Sadık Bey, Îstiklal mahkemesindeki duruşmada gerek kendisine gerek Şeyh Said'le birlikte yapılan yüzleşmede kısaca hareketin ve amacının doğru olduğunu, bugünde olsa yine harekete katılacağını,pişman olmadığını ısrarla söyler.
Hacı Sadık Bey ve gerekse çocukları Dik köyünde ikamet eden yegeni Mustafa Bey ile Valerde ikamet eden oğlu Rıza hareketin içinde olup, Diyarbakır kuşatmasında da aktif yer alırlar.

Valerli Sadık Bey ve arkadaşları ,Diyarbakır Hasan Ağa hanında tutuklu olduğu dönemde, mahkeme kararı öcesi  bir Türk subayı onu ziyaret eder.
Bu  subay Kanireş Çawreşler,Kara-cehenem mıntıkasında esir alınıp,serbest bıraktığı subaylardan biriydi.
Bu subay belki vefa borcunu ödemek,belkide devletin politikasıda olabilir,fakat Hacı Sadık beyi davadan caydırmaya,pişmanlık duygusu ile ikna etmeye ve en acı ve ağır olanıda ,Şeyh Said aleyhinde bugünkü modern kavramla itirafçı etmek için çabalar.

Valerli Sadık Bey'in belki bıraktığı subay veya kim olduğunu bilmediği bu şahısa verdiği cevap oldukça düşündürücüdür.
Kürdler bu sözleri çerçeveleyip evine asmalıdırlar.

Subay ile Hacı Sadık bey arasındaki konuşmayı yine Zıkteli olan Hacı Aziz'in (Eziz Şem)'e atfen aktarmak istiyorum.

Eziz Şem harekete Sadık Bey'in gurubunda Kanireşte bulunmuş,çatışmada sağ ele geçirilmiştir.

Hacı Sadık Bey'le beraber Istiklal mahkemesinde yargılanmadan evvel Hasan Paşa hanındaki hücrelerimiz karşı,karşıyaydı.
Cezaevi koridorunda derinden bir çift ayak sesi duyuldu.
Adım,adım ilerleyen bu ses , Hacı Sadik Bey'in bulunduğu hücrenin önünde kesildi.

Bir ses "Burası komutanım" ve seslendi,Valerli Hacı Sadık'a seslenen bir askerdi.

Hemen yerimden fırlayarak koğuş kapısındaki gözetleme deliğinden baktım.
Hacı Sadık Bey'in bulunduğu hücrenin kapısında üniformalı bir asker duruyordu.

Üniformalı'yı getiren er uzaklaşmıştı.
Kulak kabartığım halde konuşmaları duyamıyordum.
Kısa bir süre Sadık Bey'in haykıran sesi Han'ı sarmıştı.

"Bak komutan bana dediğini biliyormusun?
Bana şerefsizliği teklif etiğini farkındamısın?
Dün çiğnenen Anadolu'yu ,dinimizi ve değerlerimizi birlikte kurtarırken kahramandık !
Şimdi tarafınızdan ayaklar altına alınan inançlarımızı savunurken hain olduk,öylemi ?
ve benden;arkadaşlarıma ihanet etmemi,aldatılmış olduğumu,söylememi istiyorsun.
Bana şerfsizliği teklif ediyorsun !
Ama unutma komutan,gün gelecek! 
Bu toprağın çocukları bizi anlayacak.
Bize duacı oldukları gibi haklılığımızı savunacak ve alkışlayacaklar.
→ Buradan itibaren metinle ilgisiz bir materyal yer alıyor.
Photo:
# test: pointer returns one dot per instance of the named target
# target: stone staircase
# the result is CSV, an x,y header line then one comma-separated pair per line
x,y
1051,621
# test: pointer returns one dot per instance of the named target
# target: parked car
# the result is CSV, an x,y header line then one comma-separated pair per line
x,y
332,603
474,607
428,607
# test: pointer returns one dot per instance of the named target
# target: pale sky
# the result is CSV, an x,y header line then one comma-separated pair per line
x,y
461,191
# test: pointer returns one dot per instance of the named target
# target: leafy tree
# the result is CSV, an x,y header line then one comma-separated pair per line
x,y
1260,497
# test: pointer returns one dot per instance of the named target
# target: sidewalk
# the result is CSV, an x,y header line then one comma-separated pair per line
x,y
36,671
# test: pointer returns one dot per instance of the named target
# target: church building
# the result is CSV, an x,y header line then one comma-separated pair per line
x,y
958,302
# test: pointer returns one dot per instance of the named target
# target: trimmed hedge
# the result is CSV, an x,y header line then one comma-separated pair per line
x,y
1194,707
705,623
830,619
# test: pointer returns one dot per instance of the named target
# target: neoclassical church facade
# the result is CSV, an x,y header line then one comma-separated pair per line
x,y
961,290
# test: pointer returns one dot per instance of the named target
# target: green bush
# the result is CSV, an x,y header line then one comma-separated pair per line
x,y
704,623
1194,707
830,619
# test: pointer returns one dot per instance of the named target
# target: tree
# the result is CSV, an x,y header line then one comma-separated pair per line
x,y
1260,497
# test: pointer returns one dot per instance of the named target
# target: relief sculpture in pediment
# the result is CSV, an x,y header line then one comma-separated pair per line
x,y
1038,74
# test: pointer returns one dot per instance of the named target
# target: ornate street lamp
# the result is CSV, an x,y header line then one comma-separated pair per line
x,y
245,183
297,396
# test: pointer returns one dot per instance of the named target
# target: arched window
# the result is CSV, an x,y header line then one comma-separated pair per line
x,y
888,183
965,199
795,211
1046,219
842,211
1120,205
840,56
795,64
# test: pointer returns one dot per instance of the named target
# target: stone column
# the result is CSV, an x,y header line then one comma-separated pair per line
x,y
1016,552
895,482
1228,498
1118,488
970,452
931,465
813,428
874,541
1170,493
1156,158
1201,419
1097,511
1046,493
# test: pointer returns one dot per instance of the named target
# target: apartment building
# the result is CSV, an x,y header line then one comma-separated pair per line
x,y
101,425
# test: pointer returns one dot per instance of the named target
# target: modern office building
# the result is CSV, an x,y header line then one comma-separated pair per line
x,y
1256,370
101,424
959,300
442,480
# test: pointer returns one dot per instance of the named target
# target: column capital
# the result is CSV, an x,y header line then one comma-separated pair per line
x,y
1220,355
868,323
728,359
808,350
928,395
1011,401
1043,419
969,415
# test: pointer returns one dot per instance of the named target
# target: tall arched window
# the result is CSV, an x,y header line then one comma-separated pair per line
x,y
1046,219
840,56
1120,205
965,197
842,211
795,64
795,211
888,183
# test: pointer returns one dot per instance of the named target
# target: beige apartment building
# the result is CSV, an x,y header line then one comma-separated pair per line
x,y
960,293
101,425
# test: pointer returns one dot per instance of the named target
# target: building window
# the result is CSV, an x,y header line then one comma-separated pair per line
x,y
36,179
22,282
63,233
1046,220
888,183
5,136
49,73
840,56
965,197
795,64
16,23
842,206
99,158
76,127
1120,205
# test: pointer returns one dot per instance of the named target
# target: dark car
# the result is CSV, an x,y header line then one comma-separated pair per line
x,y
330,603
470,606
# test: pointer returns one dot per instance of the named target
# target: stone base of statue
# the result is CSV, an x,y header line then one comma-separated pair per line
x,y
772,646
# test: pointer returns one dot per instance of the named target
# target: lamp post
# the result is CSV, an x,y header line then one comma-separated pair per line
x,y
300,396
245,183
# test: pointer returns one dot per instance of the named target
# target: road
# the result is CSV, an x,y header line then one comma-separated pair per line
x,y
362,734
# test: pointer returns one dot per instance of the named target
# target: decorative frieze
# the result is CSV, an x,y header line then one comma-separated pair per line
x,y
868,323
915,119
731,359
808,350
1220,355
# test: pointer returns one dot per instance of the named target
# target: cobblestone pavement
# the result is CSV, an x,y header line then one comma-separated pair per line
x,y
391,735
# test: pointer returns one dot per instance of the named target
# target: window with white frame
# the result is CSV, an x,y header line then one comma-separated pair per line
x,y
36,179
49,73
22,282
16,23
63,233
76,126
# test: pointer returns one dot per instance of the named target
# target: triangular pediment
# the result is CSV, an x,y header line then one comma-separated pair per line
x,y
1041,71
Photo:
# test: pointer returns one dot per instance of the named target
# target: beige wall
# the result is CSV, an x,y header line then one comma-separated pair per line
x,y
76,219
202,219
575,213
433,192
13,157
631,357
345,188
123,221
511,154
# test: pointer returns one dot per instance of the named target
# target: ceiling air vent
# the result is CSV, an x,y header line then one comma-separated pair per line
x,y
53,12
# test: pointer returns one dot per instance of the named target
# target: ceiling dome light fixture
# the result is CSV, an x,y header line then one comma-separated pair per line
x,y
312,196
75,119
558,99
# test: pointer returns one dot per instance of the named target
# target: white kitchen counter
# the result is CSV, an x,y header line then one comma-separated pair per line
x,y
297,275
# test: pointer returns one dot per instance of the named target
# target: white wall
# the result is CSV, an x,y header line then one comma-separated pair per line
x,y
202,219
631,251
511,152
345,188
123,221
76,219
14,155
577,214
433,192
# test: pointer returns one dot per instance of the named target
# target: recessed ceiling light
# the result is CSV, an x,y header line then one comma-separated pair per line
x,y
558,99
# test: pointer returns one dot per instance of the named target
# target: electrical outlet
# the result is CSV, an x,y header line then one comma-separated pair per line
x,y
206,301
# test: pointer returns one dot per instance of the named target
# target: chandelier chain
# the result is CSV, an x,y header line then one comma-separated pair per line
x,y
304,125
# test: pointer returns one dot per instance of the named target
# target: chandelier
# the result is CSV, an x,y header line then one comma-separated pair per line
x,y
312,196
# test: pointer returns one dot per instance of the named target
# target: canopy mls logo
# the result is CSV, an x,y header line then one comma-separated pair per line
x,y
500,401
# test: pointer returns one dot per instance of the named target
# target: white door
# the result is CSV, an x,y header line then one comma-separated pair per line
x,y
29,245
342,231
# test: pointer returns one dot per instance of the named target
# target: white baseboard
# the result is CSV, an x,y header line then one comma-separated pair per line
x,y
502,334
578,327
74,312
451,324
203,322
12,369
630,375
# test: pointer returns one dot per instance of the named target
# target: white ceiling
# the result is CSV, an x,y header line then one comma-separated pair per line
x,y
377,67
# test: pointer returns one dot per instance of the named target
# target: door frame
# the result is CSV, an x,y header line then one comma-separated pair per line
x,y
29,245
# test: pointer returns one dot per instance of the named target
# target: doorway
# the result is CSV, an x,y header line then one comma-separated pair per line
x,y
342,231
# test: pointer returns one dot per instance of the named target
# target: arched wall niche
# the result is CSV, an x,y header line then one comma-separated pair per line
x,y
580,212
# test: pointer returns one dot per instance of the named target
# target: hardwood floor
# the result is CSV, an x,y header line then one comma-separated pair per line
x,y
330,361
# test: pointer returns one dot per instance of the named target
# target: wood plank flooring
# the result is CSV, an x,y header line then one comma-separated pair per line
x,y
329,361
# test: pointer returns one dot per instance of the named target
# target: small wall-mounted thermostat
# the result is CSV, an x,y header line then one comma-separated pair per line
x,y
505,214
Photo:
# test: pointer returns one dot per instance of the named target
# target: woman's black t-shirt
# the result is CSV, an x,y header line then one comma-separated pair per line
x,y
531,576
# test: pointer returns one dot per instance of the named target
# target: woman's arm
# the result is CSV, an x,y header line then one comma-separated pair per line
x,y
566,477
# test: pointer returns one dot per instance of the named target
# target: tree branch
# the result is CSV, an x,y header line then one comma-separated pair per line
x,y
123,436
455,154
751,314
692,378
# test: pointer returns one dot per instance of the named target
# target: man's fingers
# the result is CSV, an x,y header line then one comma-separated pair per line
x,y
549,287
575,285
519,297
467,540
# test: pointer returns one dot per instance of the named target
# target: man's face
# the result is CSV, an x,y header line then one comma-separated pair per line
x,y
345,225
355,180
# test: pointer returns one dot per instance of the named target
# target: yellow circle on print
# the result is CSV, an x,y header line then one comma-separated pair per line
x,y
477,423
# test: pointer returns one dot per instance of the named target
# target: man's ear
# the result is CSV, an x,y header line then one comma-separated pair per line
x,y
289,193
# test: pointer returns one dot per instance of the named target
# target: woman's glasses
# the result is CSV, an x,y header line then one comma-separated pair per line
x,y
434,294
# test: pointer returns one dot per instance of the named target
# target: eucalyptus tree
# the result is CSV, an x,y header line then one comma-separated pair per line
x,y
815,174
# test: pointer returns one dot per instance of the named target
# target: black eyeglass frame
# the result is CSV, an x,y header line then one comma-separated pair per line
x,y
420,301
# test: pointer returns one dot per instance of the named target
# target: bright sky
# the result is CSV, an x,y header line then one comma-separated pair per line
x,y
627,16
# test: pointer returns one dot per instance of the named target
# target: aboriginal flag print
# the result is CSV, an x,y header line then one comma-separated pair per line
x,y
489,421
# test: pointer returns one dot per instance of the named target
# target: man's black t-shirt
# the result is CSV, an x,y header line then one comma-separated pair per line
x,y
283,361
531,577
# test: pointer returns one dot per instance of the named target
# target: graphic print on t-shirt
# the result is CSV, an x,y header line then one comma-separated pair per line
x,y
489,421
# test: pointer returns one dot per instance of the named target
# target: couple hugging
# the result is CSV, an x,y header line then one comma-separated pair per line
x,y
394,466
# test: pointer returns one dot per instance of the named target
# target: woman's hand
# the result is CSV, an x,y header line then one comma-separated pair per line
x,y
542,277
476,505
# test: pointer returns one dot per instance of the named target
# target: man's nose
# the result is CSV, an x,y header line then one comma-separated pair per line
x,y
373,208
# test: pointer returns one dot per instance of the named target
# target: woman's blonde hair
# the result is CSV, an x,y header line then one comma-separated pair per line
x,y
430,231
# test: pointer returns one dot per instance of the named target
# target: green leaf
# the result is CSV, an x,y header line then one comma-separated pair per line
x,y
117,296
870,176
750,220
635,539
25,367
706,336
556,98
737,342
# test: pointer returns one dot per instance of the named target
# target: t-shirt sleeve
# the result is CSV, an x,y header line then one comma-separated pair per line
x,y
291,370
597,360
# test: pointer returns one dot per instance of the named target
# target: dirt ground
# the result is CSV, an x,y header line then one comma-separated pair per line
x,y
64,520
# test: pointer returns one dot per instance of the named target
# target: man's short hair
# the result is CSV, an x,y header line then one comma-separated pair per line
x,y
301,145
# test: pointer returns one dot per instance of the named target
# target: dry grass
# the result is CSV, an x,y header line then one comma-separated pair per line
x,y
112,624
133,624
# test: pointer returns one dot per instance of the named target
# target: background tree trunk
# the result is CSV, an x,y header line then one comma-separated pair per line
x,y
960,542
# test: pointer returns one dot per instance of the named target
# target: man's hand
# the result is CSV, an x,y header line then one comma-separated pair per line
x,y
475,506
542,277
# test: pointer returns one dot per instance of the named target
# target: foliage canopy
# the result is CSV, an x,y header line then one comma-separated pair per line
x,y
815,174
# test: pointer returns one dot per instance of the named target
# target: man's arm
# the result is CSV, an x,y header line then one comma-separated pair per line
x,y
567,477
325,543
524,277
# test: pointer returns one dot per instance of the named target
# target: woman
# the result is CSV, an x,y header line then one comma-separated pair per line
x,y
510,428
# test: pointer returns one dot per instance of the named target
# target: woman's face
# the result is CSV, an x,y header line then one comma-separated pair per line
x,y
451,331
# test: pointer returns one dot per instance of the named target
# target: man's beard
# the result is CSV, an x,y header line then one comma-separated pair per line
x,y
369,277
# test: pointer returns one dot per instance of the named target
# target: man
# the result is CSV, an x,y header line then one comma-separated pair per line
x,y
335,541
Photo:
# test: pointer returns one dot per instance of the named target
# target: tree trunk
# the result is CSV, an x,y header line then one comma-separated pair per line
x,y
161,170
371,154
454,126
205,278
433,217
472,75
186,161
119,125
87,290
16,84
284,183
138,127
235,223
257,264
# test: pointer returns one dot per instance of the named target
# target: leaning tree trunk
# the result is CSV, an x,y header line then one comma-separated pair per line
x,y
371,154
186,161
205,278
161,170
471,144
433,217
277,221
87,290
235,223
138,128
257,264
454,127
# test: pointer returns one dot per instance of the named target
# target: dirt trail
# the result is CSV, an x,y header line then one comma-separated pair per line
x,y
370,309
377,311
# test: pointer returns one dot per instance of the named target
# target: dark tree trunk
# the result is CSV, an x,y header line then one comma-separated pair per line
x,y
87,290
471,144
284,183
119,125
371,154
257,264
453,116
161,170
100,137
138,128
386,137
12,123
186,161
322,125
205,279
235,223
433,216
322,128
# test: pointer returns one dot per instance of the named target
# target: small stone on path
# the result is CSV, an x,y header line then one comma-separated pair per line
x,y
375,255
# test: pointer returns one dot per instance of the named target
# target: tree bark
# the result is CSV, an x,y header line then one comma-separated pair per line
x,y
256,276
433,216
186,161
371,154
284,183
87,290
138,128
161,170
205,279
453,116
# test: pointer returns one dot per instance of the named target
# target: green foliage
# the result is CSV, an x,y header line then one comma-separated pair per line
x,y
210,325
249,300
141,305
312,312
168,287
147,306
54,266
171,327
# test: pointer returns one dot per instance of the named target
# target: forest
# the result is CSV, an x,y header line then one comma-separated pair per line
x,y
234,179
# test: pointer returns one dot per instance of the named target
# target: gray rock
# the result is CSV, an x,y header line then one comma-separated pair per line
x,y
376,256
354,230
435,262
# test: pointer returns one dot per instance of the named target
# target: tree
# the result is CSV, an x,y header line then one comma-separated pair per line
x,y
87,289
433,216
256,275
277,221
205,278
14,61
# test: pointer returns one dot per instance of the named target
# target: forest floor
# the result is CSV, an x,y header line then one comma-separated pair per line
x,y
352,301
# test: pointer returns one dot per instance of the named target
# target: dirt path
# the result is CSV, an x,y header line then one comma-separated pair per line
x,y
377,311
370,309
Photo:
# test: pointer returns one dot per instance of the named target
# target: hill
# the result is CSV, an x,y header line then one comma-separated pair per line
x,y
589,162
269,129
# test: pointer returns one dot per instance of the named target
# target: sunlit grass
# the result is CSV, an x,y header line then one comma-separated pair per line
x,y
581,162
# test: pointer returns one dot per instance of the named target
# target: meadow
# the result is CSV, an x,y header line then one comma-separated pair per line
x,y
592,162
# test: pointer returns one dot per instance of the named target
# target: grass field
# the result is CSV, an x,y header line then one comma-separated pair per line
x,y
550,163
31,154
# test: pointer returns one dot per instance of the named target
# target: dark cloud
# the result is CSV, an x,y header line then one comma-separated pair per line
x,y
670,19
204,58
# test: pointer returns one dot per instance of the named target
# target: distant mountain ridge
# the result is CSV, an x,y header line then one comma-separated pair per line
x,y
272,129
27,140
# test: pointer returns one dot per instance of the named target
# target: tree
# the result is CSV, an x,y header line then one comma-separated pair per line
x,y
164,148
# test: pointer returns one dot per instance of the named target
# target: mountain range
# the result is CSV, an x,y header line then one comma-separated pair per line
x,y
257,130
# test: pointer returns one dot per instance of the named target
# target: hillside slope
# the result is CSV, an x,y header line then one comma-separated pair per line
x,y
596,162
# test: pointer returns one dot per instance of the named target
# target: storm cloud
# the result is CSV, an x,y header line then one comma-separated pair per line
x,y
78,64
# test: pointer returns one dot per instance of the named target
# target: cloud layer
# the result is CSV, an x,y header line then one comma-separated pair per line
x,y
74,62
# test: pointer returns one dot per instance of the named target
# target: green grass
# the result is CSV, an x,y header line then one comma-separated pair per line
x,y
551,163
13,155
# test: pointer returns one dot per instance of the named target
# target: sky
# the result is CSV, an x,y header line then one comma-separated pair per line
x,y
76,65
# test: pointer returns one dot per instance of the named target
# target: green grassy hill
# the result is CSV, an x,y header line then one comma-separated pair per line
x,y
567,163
Bunu görür gibi oluyorum der.

Ve "ŞEREFSÎZCE YAŞAMAKTANSA,BENDEN GÎDECEK BÎR AVUÇ KAN'DIR.
TÜKÜRÜRÜRM BEN O KANA ! Biz Şeyh Said'le el ele

verdik,sözleştik.

-Hiç bir güç bizi sözümüzden döndüremez,işin ucunda ölüm olsa dahi."

 Hacı Sadık Bey'in mahkeme ve hücredeki duruşu çok netti.
 Îdam ilmiğini boynuna geçirmekten korkmayan Hacı Sadık Bey'in bu vakar duruşunu,
 keşke onu ziyaret eden Subay ve celladın dili veya kaleminden anlatılsaydı da okusaydık.

Bu subay ,Istiklal mahkemesinin tüm duruşmalarına katılarak,
idam kararı açıklandığı gün ortadan kaybolup,sır'a kadem basar.



HACI SADIK BEYîN ÎSTÎKLAL MAHKEMESÎNDE ÎDAM KARARI VE GEREKÇESÎ ÎLE ÎLGÎLÎ HÜKÜM ?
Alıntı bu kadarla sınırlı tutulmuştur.